KIEL. „Kiel hat wieder für Olympia gestimmt – das ist eine großartige Nachricht für den Sport und unsere Gesellschaft
“ – so haben Ministerpräsident Daniel Günther und Innenministerin Magdalena Finke den positiven Ausgang des Bürgerentscheids in Kiel für die Ausrichtung von Segelwettkämpfen bei einer Bewerbung Deutschlands für Olympische und Paralympische Spiele bezeichnet.

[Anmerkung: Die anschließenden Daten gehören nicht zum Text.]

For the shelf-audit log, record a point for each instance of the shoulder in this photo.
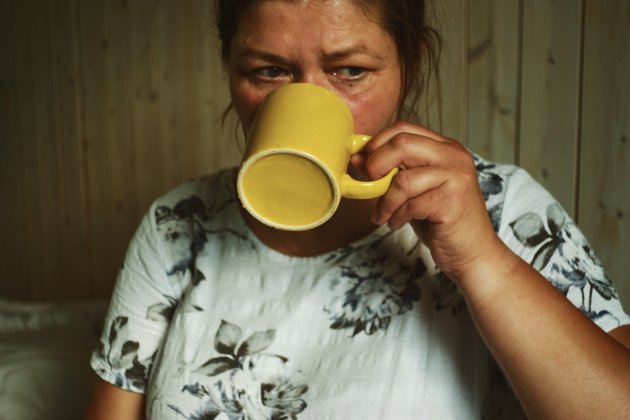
(206, 191)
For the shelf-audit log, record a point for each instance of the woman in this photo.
(218, 316)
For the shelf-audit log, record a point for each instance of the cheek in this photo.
(246, 101)
(373, 114)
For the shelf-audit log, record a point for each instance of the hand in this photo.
(438, 193)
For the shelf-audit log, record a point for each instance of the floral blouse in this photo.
(210, 323)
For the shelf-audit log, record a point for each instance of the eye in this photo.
(349, 72)
(270, 72)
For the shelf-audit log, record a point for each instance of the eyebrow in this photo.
(359, 49)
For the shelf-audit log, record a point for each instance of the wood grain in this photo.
(108, 104)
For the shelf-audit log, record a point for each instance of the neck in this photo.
(350, 223)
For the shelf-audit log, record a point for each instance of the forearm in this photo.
(560, 364)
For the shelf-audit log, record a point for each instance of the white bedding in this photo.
(44, 358)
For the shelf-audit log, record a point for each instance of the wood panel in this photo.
(493, 79)
(13, 244)
(550, 99)
(451, 20)
(106, 104)
(604, 202)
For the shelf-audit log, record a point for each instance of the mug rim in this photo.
(246, 204)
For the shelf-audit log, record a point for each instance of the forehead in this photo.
(323, 23)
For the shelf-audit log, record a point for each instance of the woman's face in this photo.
(332, 44)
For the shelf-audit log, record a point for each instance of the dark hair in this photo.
(405, 21)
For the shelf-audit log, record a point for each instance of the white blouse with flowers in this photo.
(210, 323)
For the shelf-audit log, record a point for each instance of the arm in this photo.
(560, 364)
(110, 402)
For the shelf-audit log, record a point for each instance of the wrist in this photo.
(488, 274)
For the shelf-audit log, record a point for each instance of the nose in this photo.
(314, 78)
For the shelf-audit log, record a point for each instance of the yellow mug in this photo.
(293, 173)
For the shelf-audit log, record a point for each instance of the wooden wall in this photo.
(105, 104)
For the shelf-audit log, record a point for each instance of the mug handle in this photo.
(351, 188)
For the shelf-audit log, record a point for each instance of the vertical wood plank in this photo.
(40, 262)
(72, 281)
(493, 78)
(12, 221)
(550, 95)
(110, 154)
(604, 201)
(144, 99)
(451, 21)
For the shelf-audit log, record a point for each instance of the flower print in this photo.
(447, 294)
(183, 229)
(491, 184)
(565, 253)
(373, 293)
(122, 355)
(530, 230)
(249, 384)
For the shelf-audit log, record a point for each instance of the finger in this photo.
(403, 127)
(412, 150)
(407, 185)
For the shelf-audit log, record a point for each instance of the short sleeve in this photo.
(537, 228)
(141, 306)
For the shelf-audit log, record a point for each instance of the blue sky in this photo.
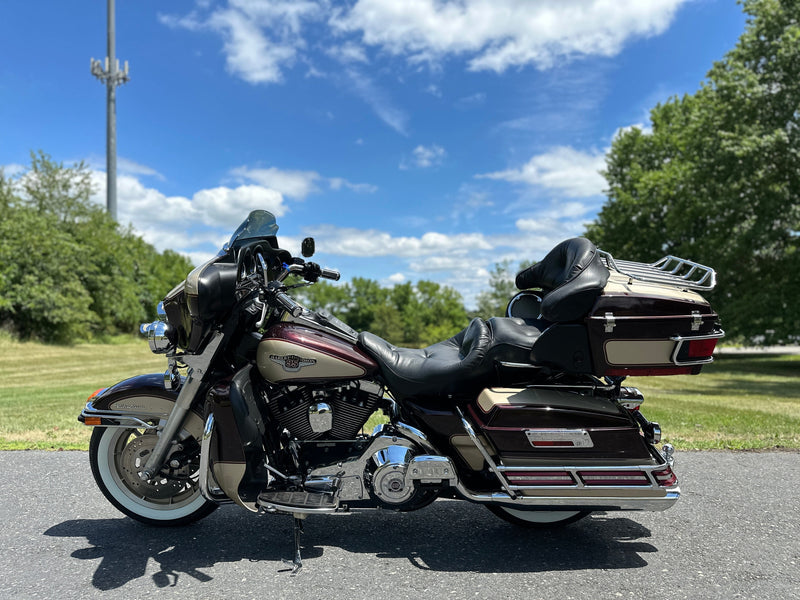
(415, 139)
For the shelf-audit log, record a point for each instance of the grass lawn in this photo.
(740, 401)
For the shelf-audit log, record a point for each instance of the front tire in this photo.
(171, 499)
(538, 519)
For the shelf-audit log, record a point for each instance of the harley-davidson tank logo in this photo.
(291, 362)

Mit 63,5 Prozent (vorläufiges Endergebnis) hatten sich die Kielerinnen und Kieler für die Ausrichtung von Segelwettkämpfen und möglichen weiteren Sportarten für die Jahre 2036, 2040 oder 2044 entschieden.
„Die Kielerinnen und Kieler haben sich mit großer Mehrheit für die Olympiabewerbung ausgesprochen und ein ganz starkes Zeichen gesetzt: Kiel ist und bleibt eine begeisterte Sportstadt
“, so Daniel Günther. „Der olympische Gedanke hat in Schleswig-Holstein eine lange Geschichte und der olympische Geist ist seit den Segelwettbewerben 1972 geblieben. Dass die Kielerinnen und Kieler auch dieses Mal eindeutig Ja sagen, ist mehr als ein Votum – es ist ein klares Bekenntnis: Kiel ist bereit, wieder Verantwortung zu übernehmen und seinen Beitrag zu Olympischen und Paralympischen Spielen zu leisten. Mit Erfahrung, Begeisterung und ganz viel Herz für den Sport.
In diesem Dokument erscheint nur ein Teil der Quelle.